Providing and tracking after-Sales Service is important for a few reasons:

  • Adoption: Achieving high product usage and a long lifespan is critical for achieving maximum impact as well as optimal carbon crediting results. Providing an after sales program enables you to repair products that have broken, facilitating a longer lifespan.
  • Information Collection: After sales service, especially through a warranty card, facilitates a mechanism through which you can collect detailed information on customers to conduct required follow-up surveys.
  • Product Improvement: By creating the ability to interact with customers after the product has been sold, it is possible to identify when stoves go out of use, and why. For example, if it is discovered that the ceramic liner cracks in 50% of stoves after six months, it is probably a good indication that liner quality should be improved. Through after-sales service, a dialogue with customers is established which will help to identify where the product may be failing them and how it can be improved.
  • Retaining customers: Customers will be more likely to make a repeat purchase if they have had a positive experience with the business already.
  • Attracting new customers: Word of mouth marketing is important, If customers have a bad experience with a service or your product, they will be less likely to encourage friends to purchase your product and in some cases may even discourage people from purchasing it

With this in mind, it is important to design a robust after-sales support program. In many cases, it is common to offer a warranty on the product. In this case, it is important to determine who will service the warranty with the customer (i.e. the manufacturer or the vendor) and under what circumstances is the warranty valid, or void. The most efficient and feasible path for servicing the warranty should be determined, and communicated clearly to the customer using a tool such as a warranty card. For non-warranty repairs and replacement, it is advisable to create a fixed price list to ensure services are standardized. Customers should be informed how they can have their product repaired throughout its lifetime.

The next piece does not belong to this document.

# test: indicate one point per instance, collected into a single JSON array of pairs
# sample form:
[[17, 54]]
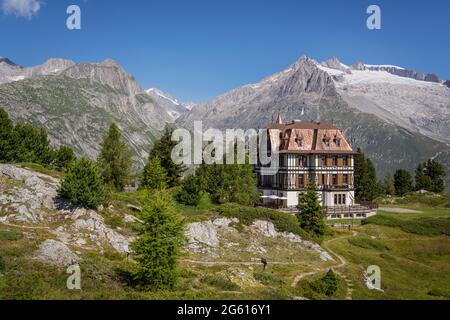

Ongoing Product Evaluation

As mentioned in the product selection section, it can be beneficial to conduct ongoing product evaluations even after sales have begun. There may be additional valuable feedback from users once a product is available at scale, especially after customers have had a chance to use it for a while. Leveraging the Monitoring & Evaluation framework for carbon projects is one of the simplest and most efficient ways to conduct ongoing product evaluations. Kitchen Surveys and Usage Surveys, for example, can include questions focused on understanding how well the product works in homes, what users like, what they dislike, when they discontinue using the stove, and why. Examples of key question areas are included in the product design section. Answers to these questions can help guide future design modifications.